Which is why the bullish IPO on Tesla was really bearish, I mean here is a company that isn't going to make a profit in the next 5 years comming out the gates surging (only to be devoured by shorts/thus neither optimism nor pessimism bubble) But if Tesla is worthy of cash, what does that say about the number of projects that are worthy of cash?

The Tesla IPO is loose aggressive action, That signals "optimism bubble". That shorts came in and quickly knocked it down from 30 to 19 only two dollars above the IPO price that is realism.

If you look at Apple which at one point had considerable cash, it is one of the few companies burning thru cash, Google is certainly stocking up. A large majority of companies are stocking up cash, and a lot of bank are holding unto cash in part because they can safely use it for arbitrage given treasuries, which is why what Santelli said about interest rates makes some measure of sense. a slight raise in interest rates would cut into the profitability of the arbitrage and actually make other investments more attractive on a relative basis. 2.5 Trillion on the sidelines according to Kudlow.

If there is any possibility that raising rates could get corporate cash off the sidelines then it is worthwhile to think about it. In addition if the Fed raised rates it would signal to many that the economy was actually getting better.

Look if we are in a pessimism bubble then the fed can burst it by raising rates.

To say we are in a pessimism bubble in terms of where the market is sounds pretty bullish.

It's interesting to compare the Douthat piece with one published in the Washington Post by Fareed Zakaria.

Businessmen I know are worried to do anything, not so much out of fear of the economy as out of fear of what the Democrats in power are going to do.
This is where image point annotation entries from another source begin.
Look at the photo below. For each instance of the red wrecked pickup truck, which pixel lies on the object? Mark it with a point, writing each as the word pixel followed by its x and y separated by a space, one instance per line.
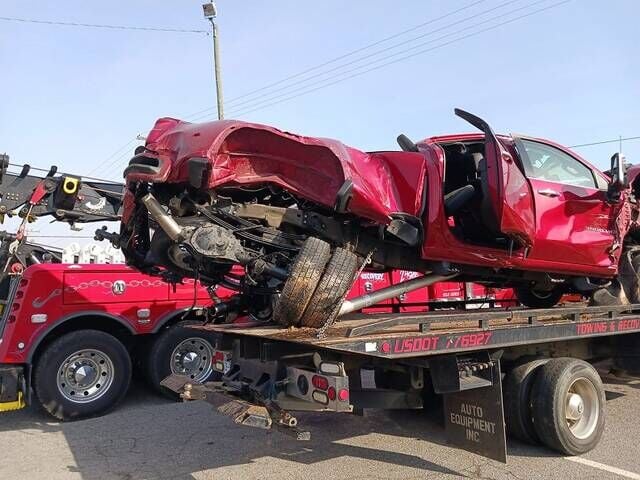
pixel 303 214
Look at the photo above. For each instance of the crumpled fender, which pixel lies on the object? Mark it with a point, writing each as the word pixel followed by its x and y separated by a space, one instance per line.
pixel 242 153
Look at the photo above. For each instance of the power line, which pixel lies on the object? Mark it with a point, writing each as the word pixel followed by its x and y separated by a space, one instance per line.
pixel 105 165
pixel 96 25
pixel 343 56
pixel 421 52
pixel 604 141
pixel 394 46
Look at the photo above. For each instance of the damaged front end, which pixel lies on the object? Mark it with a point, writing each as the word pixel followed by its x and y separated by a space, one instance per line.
pixel 203 198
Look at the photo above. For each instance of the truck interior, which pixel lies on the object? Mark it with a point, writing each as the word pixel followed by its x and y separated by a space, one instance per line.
pixel 468 206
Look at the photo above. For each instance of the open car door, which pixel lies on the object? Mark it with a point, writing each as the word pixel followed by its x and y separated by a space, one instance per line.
pixel 509 208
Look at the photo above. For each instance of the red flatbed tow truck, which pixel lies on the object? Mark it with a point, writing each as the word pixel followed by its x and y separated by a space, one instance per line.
pixel 529 368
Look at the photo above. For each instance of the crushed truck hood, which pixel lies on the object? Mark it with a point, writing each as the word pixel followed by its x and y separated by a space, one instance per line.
pixel 378 184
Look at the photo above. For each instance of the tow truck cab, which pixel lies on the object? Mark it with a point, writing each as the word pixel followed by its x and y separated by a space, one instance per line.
pixel 52 311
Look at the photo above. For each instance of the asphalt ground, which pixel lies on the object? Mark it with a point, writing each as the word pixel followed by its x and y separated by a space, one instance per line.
pixel 148 437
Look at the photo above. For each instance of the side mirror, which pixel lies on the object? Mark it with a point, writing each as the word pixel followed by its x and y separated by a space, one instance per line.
pixel 618 173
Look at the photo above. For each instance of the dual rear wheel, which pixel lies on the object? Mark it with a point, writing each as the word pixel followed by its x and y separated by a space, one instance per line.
pixel 317 284
pixel 86 373
pixel 557 402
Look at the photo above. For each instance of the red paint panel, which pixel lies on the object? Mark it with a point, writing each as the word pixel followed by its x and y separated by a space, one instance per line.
pixel 414 297
pixel 101 288
pixel 315 168
pixel 446 292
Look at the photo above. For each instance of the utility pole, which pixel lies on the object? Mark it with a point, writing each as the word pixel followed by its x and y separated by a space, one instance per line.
pixel 210 13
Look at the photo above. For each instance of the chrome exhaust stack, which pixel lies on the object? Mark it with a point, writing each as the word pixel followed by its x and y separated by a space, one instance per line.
pixel 369 299
pixel 166 222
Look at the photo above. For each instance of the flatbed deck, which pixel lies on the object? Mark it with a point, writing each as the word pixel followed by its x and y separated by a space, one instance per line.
pixel 401 335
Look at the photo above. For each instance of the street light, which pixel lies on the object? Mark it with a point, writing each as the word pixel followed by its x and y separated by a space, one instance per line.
pixel 210 13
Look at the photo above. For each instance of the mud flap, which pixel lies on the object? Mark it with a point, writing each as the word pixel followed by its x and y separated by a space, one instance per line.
pixel 11 389
pixel 625 288
pixel 474 414
pixel 241 411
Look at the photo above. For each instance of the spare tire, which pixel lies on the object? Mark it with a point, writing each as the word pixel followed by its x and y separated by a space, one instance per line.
pixel 304 277
pixel 334 285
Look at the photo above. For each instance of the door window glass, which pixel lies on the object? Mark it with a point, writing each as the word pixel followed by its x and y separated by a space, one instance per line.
pixel 548 163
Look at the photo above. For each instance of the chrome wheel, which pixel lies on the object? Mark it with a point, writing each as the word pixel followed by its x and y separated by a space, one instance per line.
pixel 85 376
pixel 192 357
pixel 582 408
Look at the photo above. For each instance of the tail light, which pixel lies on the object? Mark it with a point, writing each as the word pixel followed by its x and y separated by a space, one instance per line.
pixel 221 361
pixel 319 382
pixel 331 393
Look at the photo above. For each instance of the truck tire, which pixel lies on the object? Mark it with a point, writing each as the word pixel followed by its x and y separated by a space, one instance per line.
pixel 82 374
pixel 335 282
pixel 181 350
pixel 568 406
pixel 302 282
pixel 537 299
pixel 516 387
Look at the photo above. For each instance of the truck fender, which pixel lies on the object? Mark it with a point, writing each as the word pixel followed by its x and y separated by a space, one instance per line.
pixel 167 317
pixel 72 316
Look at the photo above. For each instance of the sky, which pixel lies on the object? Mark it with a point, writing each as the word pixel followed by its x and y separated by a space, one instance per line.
pixel 77 97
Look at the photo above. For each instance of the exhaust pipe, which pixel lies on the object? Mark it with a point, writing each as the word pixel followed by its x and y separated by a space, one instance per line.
pixel 166 222
pixel 364 301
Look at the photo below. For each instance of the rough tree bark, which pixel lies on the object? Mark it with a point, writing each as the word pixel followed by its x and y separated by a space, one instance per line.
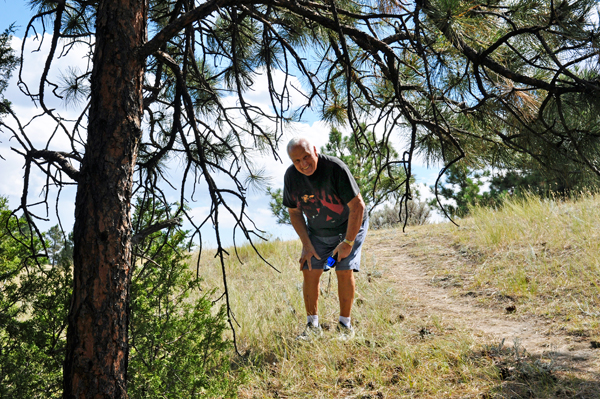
pixel 96 361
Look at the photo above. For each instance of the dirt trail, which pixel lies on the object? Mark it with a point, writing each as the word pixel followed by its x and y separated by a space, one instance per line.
pixel 426 299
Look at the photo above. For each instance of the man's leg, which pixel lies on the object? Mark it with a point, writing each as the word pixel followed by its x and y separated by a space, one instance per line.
pixel 310 289
pixel 346 286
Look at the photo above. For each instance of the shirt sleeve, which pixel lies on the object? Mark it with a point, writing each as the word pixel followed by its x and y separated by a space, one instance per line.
pixel 288 201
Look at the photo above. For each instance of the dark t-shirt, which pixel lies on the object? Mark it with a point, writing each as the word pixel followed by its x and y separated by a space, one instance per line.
pixel 322 196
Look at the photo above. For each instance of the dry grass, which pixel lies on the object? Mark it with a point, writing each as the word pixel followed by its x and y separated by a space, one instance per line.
pixel 544 254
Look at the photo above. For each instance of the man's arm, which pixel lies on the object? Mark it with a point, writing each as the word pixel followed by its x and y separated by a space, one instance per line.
pixel 299 224
pixel 357 210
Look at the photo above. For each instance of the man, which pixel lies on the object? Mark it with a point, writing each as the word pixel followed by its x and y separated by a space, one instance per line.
pixel 321 189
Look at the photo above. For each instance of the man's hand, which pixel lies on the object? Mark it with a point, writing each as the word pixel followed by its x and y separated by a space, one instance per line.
pixel 342 250
pixel 307 253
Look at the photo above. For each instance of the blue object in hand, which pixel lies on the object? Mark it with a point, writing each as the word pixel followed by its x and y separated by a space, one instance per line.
pixel 330 262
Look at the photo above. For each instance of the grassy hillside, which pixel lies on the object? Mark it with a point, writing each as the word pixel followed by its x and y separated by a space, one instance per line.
pixel 543 255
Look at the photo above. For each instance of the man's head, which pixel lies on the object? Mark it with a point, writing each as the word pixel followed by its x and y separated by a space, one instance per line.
pixel 304 155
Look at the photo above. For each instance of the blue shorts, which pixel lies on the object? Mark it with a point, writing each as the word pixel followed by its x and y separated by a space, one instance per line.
pixel 325 246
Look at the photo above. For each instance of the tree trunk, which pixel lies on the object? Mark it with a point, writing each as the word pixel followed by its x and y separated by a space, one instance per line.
pixel 97 347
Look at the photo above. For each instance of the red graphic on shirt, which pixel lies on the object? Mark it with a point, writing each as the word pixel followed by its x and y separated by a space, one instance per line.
pixel 328 208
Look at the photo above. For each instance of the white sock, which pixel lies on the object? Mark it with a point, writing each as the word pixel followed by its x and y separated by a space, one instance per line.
pixel 345 321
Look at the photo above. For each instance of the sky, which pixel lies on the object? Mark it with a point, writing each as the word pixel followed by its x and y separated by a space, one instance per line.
pixel 11 176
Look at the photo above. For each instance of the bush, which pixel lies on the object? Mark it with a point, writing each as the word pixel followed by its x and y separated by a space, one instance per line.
pixel 418 213
pixel 177 348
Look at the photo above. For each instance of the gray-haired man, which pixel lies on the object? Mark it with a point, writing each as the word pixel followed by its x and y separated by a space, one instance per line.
pixel 328 214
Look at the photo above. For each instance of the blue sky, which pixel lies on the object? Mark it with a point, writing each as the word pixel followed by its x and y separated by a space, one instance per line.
pixel 14 11
pixel 11 178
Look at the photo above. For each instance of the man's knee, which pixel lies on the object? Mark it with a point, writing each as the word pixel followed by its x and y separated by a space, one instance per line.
pixel 345 276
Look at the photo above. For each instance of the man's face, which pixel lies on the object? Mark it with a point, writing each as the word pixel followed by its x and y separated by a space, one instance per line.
pixel 304 159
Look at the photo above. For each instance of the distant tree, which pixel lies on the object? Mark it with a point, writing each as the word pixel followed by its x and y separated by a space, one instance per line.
pixel 461 189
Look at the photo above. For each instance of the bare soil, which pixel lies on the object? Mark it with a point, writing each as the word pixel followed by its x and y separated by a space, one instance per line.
pixel 415 267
They still don't know what health care is going to be like or if or how they are going to provide for that. Given the current financial reforms, they may have to make adjustments in their relationships with banks and pensions and no one really knows how or what those changes will be. Even if Republicans sweep into both houses of Congress in the fall, for awhile there will be uncertainty as to if they will be changing the current changes and there has to worry about how that will all work out. The business community may have more hope, but there will be caution for some time, still.

Maybe one of the great arguments for conservative government is that massive politically-based changes in the nation's economy. For example there is the current threat that the president will decide to take over your company if he doesn't like the way it is being handled. This kind of thing, as others mentioned the other day on the front page, create a climate of business uncertainty and no one with money to invest is quite sure how to do so, nor are businesses certain how to plan for the future, and everyone is too uncomfortable to do anything but the sure things like investing in the most highly successful established businesses, like Apple or Google. Once upon a time it would have been oil companies or automobile manufacturers, but times have changed.

This is not malaise, it is fear. Bad enough economic uncertainty: as John Lewis points out, people know how to deal with that. They simply adjust how and where they invest and how they plan for the future. You get politics involved, especially politicians who seem blind to economic facts about supply and demand in the marketplace and caution rules the day in the private sector. It has to since national politicians don't know how to be cautious or prudent about the economy.

I doubt anyone will tack into serious optimism about the economy until after the 2012 elections. The president is a powerful symbol of the nation and this one seems to breed economic pessimism in the business sector in a way that seems very realistic to me.

A really good article just came out in the Wall Street Journal, this is basically what I took Santelli to be saying: Easy Fed Loans Are Cheapening the Recovery
by David Reilly.(suscribers only unfortunately)

I love comparing the points of view from the Markets section of the WSJ, with the editorial page. liked this one, which seems open so far . "Hard Knocks From Easy Money, The Federal Reserve is feeding big government and harming middle-class savers."